Title
Sarah’s Climate Story
Name
Sarah
Place
Philadelphia, PA 19104
How are you sensing climate change?
I chose not to venture far from home for college. When I introduced myself to my classmates freshman year in Philadelphia, the third or fourth question — after “What’s your name? What are you studying? What dorm are you living in?” — was “Where are you from?”. I would tell them I was from Delaware. “Just Delaware, like an hour away from here.” Many of my new peers were from California, and some comment would be made about how they were going to be surprised by the winters here, and did they have a good coat?
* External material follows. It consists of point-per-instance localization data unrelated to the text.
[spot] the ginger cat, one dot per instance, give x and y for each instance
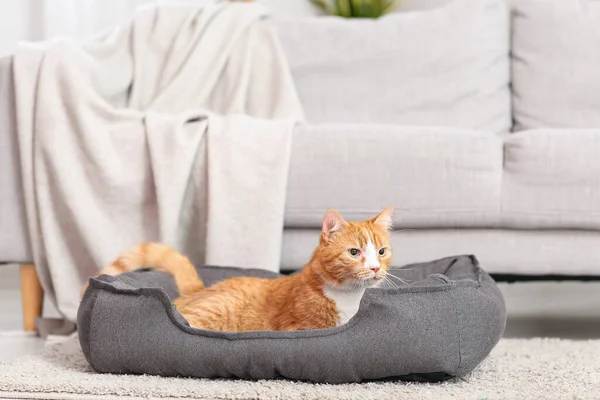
(350, 257)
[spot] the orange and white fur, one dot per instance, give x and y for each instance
(350, 257)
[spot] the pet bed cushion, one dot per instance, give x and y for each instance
(441, 324)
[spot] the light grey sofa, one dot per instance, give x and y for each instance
(481, 127)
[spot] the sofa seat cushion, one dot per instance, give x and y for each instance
(443, 66)
(502, 251)
(434, 177)
(556, 63)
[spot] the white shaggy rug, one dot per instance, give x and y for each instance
(516, 369)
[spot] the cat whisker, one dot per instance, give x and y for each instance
(389, 282)
(400, 279)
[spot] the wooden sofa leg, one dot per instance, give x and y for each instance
(32, 296)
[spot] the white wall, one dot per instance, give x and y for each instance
(42, 19)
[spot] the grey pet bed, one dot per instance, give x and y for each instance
(440, 325)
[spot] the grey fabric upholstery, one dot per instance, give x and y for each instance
(441, 325)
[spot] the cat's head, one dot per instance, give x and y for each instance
(354, 254)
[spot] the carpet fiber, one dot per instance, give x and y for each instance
(516, 369)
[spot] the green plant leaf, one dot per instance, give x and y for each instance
(357, 8)
(323, 6)
(343, 8)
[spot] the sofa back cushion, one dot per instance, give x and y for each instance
(447, 66)
(556, 63)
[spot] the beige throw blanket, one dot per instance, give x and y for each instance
(174, 128)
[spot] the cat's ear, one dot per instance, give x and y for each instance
(384, 219)
(332, 221)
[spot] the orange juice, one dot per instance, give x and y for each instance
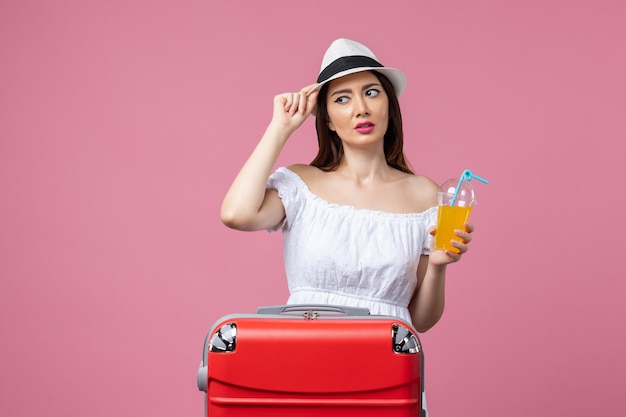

So I thought I would be better prepared for the weather here in Philly, the same climate I’ve lived my whole life in. I spent more time outside coming to college, walking to classes and clubs and studying at a bench under a tree each day, than I did attending high school in the suburbs, where most of my daily schedule was spent indoors, or in the car, or on the school bus. Crossing campus via Locust Walk under the trees whose leaves started to turn brilliant colors made me feel like I was finally soaking in the natural beauty of my home turf, and my experience as I grew up and learned more about myself and the people around me was richer for it.
Then winter arrived, and I was no longer certain that staying close to home meant I knew my surroundings better than anyone who had moved here in August. I remember looking at the “seasons of the year” posters in my preschool classroom — delicate flowers for spring, verdant grasses and leaves for summer, golden ones for autumn, lush snowflakes for winter — and hoping for a white Christmas. Now, many years on, snow fell later in the season, dumping inches of powder late into March. I was a little bewildered by this. Had I simply never paid attention to the weather patterns of my home? I thought I would be able to confidently say to an East Coast transplant — oh, it’s always like this here, don’t expect a snow day until the spring semester. I found that I couldn’t. The turn of the seasons only an hour from the place I’d spent my eighteen years was unpredictable and mysterious to me.
How do these changes make you feel?
This realization makes me feel unmoored, more unsteady as I consider where to move post-grad and prepare to venture beyond an hour’s drive from my childhood home. Because if I can’t count on the familiar patterns of the seasons at home, what else is beyond my control? If I move away and return to my parents’ house to visit for the holidays, will the moments I remember remain? In the face of the suffering unleashed by climate change, this is a very small problem. And yet, it is a deeply personal change in how I experience the world.